Om te bepalen of een DRG in de categorie belangrijkste DRG's valt wordt op basis van omvang een lijst met DRG's opgesteld waarbij tenminste 80% van de doorverwijzingen wordt geselecteerd voor de relevante verwijspatronen. De DRG's: KGEN-01 en 'GEEN' worden uitgesloten. Stap 2: Het bepalen van drempelwaarde voor instellingen. Een ziekenhuis met een sterk derdelijns karakter voor een bepaalde DRG/diagnose zal naar verwachting relatief veel tertiaire verwijzingen hebben. Om een onderscheid te maken tussen een tertiaire verwijzing en een terugverwijzing (voor niet-tertiaire zorg), wordt gebruik gemaakt voor een drempelwaarde op basis van het aandeel verwijzingen op basis van het 06-criterium. Bij het bepalen van de drempelwaarde worden de volgende stappen doorlopen:

• Het aandeel derdelijnsverwijzingen (via 06-criterium) per DRG/diagnose voor alle nieuw binnenkomende patiënten (zorgtype 11) wordt bepaald per jaar en instelling. Dit is exclusief patiënten die verwezen zijn vanuit dezelfde instelling (code zelfverwijzer='07') en patiënten die binnenkomen via de SEH (code zelfverwijzer = '01' en '03').

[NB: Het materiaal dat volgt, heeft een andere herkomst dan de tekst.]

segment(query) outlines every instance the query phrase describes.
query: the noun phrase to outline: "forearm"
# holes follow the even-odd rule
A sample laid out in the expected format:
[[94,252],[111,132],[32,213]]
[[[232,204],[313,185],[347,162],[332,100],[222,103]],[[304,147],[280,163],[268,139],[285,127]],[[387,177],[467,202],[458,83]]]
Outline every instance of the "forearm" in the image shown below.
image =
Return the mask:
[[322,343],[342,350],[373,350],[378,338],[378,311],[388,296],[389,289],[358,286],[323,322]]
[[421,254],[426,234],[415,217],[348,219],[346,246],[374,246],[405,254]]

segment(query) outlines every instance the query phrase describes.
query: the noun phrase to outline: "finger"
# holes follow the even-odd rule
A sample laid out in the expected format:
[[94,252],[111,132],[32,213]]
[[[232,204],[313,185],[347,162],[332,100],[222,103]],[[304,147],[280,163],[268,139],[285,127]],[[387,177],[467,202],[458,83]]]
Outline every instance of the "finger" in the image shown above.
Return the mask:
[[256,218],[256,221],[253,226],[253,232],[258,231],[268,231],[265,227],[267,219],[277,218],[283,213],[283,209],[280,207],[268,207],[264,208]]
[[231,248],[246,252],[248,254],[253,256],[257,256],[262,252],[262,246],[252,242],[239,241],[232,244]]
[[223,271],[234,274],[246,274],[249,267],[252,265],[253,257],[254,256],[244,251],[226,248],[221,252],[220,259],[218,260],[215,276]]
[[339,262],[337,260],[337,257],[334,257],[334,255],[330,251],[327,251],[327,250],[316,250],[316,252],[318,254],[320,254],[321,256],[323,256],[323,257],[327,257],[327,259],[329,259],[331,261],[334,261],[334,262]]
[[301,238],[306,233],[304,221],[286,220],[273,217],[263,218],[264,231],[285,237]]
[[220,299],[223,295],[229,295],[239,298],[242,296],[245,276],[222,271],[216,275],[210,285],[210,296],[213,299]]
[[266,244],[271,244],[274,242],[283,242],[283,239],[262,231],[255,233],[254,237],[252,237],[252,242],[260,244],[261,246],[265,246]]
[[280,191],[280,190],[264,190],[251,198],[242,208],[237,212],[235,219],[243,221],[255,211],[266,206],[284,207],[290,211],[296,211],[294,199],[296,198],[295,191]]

• Er wordt één drempelwaarde bepaald voor alle DRG's per jaar door een mediaan over alle aandelen derdelijnsverwijzingen te berekenen. Met het berekenen van één centrummaat over alle DRG's wordt er recht gedaan aan de complexiteit van zorg waarbij minder complexe zorg eerder onder de drempelwaarde zal liggen.

Stap 3: Het toepassen van de drempelwaarde per instelling

Alle doorverwijzingen die zijn geïdentificeerd door het BSN-criterium zijn pas geldig als de instelling met zijn derdelijnsverwijzingen voor de desbetreffende DRG ook boven de drempelwaarde ligt.

Bij bepaling van de labelscore worden uiteindelijk unieke patiënten gelabeld die voldoen aan het BSN criterium en/of aan criterium verwijzer.

Label 7: multimorbide patiënten

Het gaat hier om patiënten jonger dan 50 jaar met vier of meer verschillende diagnosegroepen gedurende de laatste twee kalenderjaren.

Bij deze analyse telt een patiënt ook als multimorbide als hij/zij bij meerdere zorgaanbieders is behandeld. We tellen het aantal unieke jonge multimorbide patiënten.

De volgende diagnosegroepen worden hier uitgesloten:

De diagnosegroepen: 'KGEN-01', 'Z35', 'S06 ', 'S42-0', 'S42-S52', 'S62-S102', 'S62-S103', 'S72', 'S82', 'S82-2', 'S83', 'S92', 'S93', 'GEEN' en alle diagnosegroepen die beginnen met en 'S1'.

Daarnaast worden de volgende diagnosegroep omschrijvingen uitgesloten: 'X', 'Traject', 'Intercollegiaal consult', 'Screening'.